Fossil-fuel-related emissions of methane, a potent greenhouse gas, have been miscalculated and may be twice as high as previously thought. Researchers say the emissions have been at this high level for the past three decades (Nature 2016, DOI:10.1038/nature19797).
However, the researchers find that total fossil-fuel-related methane emissions, although previously underestimated, remained relatively stable between 1985 and 2013, despite an increase in oil and natural gas drilling and production activities.
The study provides another piece in a puzzle of global methane emission sources and emission levels. Methane is the primary component of natural gas and a by-product of oil and coal production and use. It is also released through agricultural practices and decay of organic material. The hydrocarbon has a global warming potential 28 to 36 times that of carbon dioxide over 100 years, according to the Environmental Protection Agency.

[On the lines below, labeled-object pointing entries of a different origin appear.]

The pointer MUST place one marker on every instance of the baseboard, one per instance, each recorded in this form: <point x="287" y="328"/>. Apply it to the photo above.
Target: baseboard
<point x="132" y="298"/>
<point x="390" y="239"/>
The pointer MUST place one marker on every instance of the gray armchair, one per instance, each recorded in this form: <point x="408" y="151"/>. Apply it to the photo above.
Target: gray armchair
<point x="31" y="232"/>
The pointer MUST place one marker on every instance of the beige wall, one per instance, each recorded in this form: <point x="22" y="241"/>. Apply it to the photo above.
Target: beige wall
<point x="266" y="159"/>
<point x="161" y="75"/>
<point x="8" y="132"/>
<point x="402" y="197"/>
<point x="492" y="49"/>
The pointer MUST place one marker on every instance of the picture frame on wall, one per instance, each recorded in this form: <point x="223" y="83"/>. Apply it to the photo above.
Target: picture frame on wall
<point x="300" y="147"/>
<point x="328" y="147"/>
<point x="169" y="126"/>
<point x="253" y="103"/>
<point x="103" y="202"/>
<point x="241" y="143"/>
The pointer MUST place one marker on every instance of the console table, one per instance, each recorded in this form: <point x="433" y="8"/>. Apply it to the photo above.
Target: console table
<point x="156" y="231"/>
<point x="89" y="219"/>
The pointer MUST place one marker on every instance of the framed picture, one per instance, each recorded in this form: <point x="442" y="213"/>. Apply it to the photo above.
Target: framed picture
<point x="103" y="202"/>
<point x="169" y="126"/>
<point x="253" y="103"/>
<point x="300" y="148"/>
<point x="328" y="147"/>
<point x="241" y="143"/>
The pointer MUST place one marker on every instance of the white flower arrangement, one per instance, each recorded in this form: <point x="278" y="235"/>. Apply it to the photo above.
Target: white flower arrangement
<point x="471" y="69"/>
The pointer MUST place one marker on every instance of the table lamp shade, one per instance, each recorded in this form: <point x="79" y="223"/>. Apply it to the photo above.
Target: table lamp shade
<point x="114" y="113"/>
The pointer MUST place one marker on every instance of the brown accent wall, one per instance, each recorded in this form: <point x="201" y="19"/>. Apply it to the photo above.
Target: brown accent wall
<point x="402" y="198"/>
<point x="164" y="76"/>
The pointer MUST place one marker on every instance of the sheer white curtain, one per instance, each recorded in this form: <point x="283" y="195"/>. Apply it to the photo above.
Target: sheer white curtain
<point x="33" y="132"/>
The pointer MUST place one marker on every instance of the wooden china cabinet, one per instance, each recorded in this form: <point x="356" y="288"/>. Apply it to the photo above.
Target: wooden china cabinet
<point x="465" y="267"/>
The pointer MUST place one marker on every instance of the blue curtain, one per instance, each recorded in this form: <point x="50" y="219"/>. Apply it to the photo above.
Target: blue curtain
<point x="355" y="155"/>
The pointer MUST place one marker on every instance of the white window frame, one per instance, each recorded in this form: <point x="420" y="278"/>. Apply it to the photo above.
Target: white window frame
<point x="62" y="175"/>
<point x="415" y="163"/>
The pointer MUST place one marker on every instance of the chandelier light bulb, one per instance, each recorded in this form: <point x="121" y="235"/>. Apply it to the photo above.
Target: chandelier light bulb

Researchers used a combination of atmospheric measurements and a detailed data set of long-term global methane emissions coupled with methane carbon isotope records. They found total fossil-fuel methane emissions from industry and leakage from natural geological sources are 60 to 110% greater than past estimates and inventories.
Methane emissions from natural gas, oil, and coal production and use are 20 to 60% higher than previously thought, the study says. Seepage of the gas from geological formations was also higher than earlier calculations.
Leaked methane as a percentage of natural gas production shows an 8% decline from around 30 years ago to some 2% today, according to Stefan Schwietzke, the study’s lead author and research scientist with the Cooperative Institute for Research in Environmental Sciences.
But, Schwietzke adds, methane emissions globally have increased by about 5% per year since 2007. Contribution from fossil fuels appears to remain flat, however.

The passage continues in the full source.